Lewis nodded, but absently. Cynthia, as Dick had done, refrained from commenting on the probable value of the gift. If Lewis realized the value, he would only be made uncomfortable by it.

“You want to know why Dick doesn’t fall in love with Petra Farwell? It’s too obvious. How could a person like Dick look twice at that gauche girl, with Clare all the while in the same picture? Besides, Dick, more than most moderns, is a romantic. It sticks out all over him. He’s an incorrigible idealist. But I’m not worried for Dick. He won’t get his heart broken. Clare is too big to let that happen. It’s really the most civilizing thing that could happen to him to be in love with a woman like Clare at precisely this stage in his development. Think of the color, the sheer beauty, the depth that knowing Clare so well—even thinking he is breaking his heart over her—is giving to Dick’s life! As for falling in love with a girl like Petra—why, he isn’t aware of her, except, perhaps, as one of Clare’s problems. Dick hasn’t said anything to us—Harry and me—of Petra’s being a problem at Green Doors. Clare herself is too selfless and big in every way ever to let on, of course. But anybody can see! Clare’s being so extraordinarily sweet and patient only makes it stand out all the more, how much a problem Petra is. Couldn’t you see it yourself, this afternoon, Lewis? Where’s your psychology?”

“Where is your own, Cynthia, my dear?” Lewis’ voice was oddly constrained, Cynthia thought, wondering at it. “Why don’t you look at Petra for yourself?
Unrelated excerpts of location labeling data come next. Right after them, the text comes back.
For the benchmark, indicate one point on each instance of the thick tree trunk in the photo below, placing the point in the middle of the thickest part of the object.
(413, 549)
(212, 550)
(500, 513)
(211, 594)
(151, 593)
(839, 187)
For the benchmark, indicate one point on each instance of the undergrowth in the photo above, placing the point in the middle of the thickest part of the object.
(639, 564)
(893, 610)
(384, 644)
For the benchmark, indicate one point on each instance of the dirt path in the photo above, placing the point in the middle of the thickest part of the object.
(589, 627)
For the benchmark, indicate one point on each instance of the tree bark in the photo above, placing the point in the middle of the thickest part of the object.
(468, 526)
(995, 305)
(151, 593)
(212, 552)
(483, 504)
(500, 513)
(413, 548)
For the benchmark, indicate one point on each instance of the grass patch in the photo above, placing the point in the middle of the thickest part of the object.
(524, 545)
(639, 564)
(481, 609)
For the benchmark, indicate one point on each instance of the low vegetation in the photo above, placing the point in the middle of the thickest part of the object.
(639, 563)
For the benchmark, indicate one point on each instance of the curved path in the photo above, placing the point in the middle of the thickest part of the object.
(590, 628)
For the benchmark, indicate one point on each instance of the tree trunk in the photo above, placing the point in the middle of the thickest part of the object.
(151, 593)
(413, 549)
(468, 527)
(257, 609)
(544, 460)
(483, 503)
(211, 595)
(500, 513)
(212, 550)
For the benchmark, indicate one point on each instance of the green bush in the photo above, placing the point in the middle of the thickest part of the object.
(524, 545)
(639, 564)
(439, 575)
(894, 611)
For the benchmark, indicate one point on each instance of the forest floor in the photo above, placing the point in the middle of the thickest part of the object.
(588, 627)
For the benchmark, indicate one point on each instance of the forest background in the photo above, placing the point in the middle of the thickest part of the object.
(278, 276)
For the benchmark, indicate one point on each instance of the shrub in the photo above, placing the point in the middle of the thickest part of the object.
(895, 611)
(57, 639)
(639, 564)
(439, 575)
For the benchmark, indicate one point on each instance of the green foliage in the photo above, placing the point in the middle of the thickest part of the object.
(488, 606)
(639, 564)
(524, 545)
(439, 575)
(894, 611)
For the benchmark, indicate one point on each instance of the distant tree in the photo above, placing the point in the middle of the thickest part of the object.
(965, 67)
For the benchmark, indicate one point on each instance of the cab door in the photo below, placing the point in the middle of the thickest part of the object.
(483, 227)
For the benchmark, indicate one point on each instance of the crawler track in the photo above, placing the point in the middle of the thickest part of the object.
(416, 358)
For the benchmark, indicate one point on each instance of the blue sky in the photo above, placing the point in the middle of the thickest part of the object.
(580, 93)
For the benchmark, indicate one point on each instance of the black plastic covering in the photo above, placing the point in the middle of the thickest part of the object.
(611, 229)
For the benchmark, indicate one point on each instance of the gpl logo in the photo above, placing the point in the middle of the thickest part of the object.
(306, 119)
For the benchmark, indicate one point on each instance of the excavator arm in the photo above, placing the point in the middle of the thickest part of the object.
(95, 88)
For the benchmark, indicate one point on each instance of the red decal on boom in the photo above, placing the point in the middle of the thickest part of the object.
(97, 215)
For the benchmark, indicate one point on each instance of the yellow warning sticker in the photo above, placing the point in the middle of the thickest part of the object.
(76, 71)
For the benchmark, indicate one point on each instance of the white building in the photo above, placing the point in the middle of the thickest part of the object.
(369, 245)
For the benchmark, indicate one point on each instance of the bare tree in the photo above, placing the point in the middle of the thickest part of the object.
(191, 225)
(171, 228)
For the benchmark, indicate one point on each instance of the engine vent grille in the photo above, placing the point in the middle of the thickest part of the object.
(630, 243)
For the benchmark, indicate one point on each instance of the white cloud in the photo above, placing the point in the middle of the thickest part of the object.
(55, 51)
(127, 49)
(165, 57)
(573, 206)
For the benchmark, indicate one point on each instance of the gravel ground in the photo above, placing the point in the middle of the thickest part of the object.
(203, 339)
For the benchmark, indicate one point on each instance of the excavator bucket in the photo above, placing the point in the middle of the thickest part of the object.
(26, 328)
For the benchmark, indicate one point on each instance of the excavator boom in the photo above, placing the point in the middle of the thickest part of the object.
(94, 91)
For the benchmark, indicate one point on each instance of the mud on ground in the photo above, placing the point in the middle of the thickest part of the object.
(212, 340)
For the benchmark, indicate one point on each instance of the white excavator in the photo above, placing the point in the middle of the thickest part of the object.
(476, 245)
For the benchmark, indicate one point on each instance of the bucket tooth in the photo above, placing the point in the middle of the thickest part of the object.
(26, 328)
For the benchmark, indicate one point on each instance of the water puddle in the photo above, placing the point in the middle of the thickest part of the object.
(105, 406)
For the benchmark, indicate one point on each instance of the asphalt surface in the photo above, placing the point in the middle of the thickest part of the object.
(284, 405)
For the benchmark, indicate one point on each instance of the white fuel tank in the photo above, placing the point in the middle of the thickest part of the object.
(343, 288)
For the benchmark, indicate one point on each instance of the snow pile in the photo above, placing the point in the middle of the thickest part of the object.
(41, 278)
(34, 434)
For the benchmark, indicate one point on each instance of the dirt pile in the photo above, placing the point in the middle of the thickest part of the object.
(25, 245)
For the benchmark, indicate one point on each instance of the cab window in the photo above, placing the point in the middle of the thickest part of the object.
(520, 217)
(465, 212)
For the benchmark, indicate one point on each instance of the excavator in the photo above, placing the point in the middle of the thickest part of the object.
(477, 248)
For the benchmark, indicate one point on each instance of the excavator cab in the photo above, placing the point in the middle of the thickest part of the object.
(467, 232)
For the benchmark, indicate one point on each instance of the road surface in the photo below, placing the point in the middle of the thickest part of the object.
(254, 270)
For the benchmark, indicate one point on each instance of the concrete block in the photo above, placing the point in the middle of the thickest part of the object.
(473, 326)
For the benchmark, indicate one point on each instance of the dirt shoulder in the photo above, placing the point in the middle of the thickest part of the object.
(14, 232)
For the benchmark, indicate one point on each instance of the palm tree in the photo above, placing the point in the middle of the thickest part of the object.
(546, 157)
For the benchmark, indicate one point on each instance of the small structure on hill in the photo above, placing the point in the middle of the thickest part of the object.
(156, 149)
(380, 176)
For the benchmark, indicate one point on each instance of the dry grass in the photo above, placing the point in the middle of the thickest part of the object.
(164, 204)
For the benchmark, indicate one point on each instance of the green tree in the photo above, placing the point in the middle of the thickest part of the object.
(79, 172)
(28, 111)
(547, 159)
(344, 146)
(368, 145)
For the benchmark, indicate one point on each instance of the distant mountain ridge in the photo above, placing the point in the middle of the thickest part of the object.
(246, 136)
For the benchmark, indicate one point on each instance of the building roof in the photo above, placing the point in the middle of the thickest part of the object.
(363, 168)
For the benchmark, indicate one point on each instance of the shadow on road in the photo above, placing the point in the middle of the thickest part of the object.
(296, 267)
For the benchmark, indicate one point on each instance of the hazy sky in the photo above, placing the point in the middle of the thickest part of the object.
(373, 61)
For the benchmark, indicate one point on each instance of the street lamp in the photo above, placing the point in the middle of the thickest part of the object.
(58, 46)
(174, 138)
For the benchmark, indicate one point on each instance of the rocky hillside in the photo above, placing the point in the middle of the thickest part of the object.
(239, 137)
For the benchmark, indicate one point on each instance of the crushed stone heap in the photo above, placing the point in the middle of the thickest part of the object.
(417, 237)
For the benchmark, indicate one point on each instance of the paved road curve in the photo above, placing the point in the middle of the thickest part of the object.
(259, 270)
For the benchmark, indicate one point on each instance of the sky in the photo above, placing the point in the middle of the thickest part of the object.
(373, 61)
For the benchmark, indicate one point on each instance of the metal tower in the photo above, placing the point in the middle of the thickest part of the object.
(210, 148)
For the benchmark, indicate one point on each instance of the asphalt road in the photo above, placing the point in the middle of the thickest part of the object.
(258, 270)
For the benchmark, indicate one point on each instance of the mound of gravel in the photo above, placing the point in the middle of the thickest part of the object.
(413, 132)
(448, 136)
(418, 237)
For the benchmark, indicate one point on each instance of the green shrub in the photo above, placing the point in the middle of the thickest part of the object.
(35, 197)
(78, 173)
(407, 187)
It’s obvious you never have. You’ve supinely accepted Clare’s version of her, without using your own intelligence.”

“Clare’s version of Petra! But haven’t I just been saying that Clare is absolutely loyal to Petra? She defends her, every time. She even goes so far as to call her sullen silences ‘reticence.’ And her vanity—Petra’s obsessed over clothes, thinks of nothing else—Clare merely treats that as touchingly young and naïve. Or else she pretends that it’s evidence of artistic appreciation and taste. But if that’s what it is, why doesn’t it show itself in other directions, now and then? I’ve never seen it. Why, the other day I mentioned something in her father’s last novel, and Petra had to admit she hadn’t even read it! Imagine! No, whatever Clare pretends to herself and the rest of us about it, Petra is just plain dull.... One is sorry for Clare, of course....”

Lewis was keeping only a tenuous hold on his good temper. “How can you be so dull yourself?” he asked. “She—Petra—is as far from dull as any human being I’ve ever had the honor to know. I suppose you’ve seen her nowhere but against the general unreality of Green Doors. That’s the ‘background’ your Clare has given the child.... Petra’s truth, against her background’s untruth, has bewildered you. It hasn’t me....” He lighted a fresh cigarette.

Cynthia flapped her arms and burst into as good an imitation of a rooster crowing as is possible to the human species. It was an accomplishment retained from childhood. In those early days it had been, usually, the closing note in some argument between brother and sister, where Cynthia had been proven the winner; and now, if ever, she knew herself right.

“You lose! I win!” she laughed, dropping her wings. “What good does it do you to be a psychiatrist? And a famous one? Petra and truth! That girl would as soon tell an out-and-out lie as wink. Clare never knows where she is with her when it’s a question of fact.”

“Oh, so Clare has admitted that much—not excused it?”

“Not a bit of it. You haven’t caught me, darling, in a fib. Clare couldn’t excuse it or cover it up. It’s too obvious. Petra is always avoiding the truth.”

“Yes. I got a hint of that myself this afternoon. Couldn’t help it.”